実際に多くのファクタリング会社は、利息制限法や出資法の制限利率を大きく上回る手数料を課しています。
貸金業法で禁止される取り立てを行う
貸金業法は、貸金業者が債務者から取り立てを行う方法についても規制しています。
貸金業者ではないファクタリング会社には取り立て規制が及ばないので、基本的には自由な取り立て方法が認められます。ただし暴力的、脅迫的、名誉毀損となる方法など「貸金業法とは別の法律によって違法となる行為」をしてはなりません。
ファクタリング会社は信用情報を参照しない
貸金業者は貸付を行うかどうか判断するとき、申込者の「個人信用情報」を参照します。
個人信用情報にはローンやクレジットの利用履歴が詳細に登録されており、延滞情報や過去の債務整理情報なども掲載されています。
個人信用情報に延滞や債務整理などのネガティブな情報が載っていると貸金業者は審査に通さず貸付を行いません。
ファクタリング会社は貸金業者ではないので、申し込みを受けても対象者の個人信用情報は参照しません。そもそも信用情報機関に加盟していないので、参照する権限も持ちません。
またファクタリング取引で重要なのは「利用企業の資力」ではなく「第三債務者(譲渡される売掛金の相手先)の信用」です。利用企業から支払いを受ける目的でない以上、利用企業の信用を確認しても意味がなく、個人信用情報を確かめる必要はありません。
例外的にファクタリングへ貸金業法等が適用される場合
ときには例外的にファクタリング取引でも貸金業法や利息制限法、出資法が適用されるケースがあります。典型的な例外パターンを3つ、示します。
買戻特約がついている
ファクタリング取引に「買戻特約」がついていると、裁判になったときにファクタリングが「実質的には金銭消費貸借契約」と判断される可能性が非常に高くなります。

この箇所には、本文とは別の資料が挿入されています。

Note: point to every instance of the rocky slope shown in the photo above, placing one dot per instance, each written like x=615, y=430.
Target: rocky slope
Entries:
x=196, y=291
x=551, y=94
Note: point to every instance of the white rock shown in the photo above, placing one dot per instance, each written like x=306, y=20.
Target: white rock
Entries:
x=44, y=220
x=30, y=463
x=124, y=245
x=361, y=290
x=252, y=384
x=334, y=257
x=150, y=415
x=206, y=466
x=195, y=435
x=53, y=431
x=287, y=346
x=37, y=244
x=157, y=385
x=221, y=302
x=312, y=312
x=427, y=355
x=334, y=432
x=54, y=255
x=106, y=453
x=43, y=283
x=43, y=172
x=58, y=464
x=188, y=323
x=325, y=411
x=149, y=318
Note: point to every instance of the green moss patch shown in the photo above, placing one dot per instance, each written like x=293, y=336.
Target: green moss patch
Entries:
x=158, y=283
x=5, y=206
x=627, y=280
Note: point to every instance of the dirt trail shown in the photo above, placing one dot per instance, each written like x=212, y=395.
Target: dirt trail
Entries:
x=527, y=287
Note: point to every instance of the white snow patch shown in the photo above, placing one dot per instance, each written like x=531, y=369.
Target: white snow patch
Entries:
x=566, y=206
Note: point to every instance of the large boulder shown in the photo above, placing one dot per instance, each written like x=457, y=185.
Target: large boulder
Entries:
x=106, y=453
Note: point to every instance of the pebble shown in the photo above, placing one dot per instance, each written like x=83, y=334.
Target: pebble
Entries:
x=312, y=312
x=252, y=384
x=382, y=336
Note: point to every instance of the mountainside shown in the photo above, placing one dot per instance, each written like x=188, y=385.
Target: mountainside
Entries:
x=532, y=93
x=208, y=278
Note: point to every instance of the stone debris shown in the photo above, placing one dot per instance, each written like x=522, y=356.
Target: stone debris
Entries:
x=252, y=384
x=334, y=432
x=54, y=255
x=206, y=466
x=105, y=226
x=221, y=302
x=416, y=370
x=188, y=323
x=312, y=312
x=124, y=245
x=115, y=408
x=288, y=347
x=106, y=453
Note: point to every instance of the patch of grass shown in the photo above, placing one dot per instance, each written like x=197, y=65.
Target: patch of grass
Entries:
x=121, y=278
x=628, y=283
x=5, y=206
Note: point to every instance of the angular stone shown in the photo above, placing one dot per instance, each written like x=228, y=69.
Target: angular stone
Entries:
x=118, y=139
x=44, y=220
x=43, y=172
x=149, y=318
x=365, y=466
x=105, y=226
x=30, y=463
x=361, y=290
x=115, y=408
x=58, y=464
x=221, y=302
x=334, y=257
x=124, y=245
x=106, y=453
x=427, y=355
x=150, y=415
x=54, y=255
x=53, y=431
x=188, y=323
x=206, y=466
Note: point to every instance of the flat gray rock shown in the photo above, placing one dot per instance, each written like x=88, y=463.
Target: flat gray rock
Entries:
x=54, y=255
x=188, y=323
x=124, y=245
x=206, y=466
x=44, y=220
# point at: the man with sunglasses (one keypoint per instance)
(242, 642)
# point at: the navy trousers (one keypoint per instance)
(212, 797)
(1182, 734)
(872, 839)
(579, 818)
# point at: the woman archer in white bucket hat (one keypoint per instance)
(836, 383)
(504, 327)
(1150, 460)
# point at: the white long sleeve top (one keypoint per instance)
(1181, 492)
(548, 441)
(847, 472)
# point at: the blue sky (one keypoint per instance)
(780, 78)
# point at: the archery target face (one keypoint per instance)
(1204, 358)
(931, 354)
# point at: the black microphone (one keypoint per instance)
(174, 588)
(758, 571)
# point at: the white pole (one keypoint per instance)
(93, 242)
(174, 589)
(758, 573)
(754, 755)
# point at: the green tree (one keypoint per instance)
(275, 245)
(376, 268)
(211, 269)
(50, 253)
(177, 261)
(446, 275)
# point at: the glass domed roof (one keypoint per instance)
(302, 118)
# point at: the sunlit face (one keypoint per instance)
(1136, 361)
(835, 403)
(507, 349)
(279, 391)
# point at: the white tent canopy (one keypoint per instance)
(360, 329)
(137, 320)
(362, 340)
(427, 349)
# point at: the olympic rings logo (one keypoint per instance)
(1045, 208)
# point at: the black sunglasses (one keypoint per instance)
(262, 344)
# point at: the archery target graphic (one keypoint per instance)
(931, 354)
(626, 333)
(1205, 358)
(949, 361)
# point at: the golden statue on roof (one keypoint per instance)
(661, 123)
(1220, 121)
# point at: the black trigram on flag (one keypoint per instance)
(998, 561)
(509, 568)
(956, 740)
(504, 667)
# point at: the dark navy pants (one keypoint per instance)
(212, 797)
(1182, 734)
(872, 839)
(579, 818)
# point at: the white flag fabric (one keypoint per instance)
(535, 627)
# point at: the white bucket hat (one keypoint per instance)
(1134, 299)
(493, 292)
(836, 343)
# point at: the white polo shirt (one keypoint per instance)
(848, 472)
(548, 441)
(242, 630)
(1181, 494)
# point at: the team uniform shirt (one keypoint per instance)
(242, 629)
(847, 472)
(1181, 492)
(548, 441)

買戻特約とは、「第三債務者が債務を支払わないときに利用会社がファクタリング会社から債権を買い戻さねばならない」とする特約です。
第三債務者は以下のような状況になると「不払い」を起こす可能性があります。
- キャンセルや取り消し、解除を主張
- 相殺を主張
- 遅延や夜逃げ
- 倒産
上記のような場合、利用会社は第三債務者から回収ができず、ファクタリング会社へ約束通りに支払いができません。本来なら「債権を譲り受けたファクタリング会社が自力で第三債務者へ請求」して債権回収すべきです。ファクタリング取引は債権譲渡である以上、譲渡債権の権利者はファクタリング会社なので、第三債務者の不払いリスクはファクタリング会社が負わねばなりません。
それにもかかわらず「買戻特約」がついていると、第三債務者が不払いとなったときのリスクを利用企業が負うことになってしまいます。それでは実質的に「お金を借りて返済しなければならない」のと同じ状態になるので、契約の性質が「金銭消費貸借」と認定されます。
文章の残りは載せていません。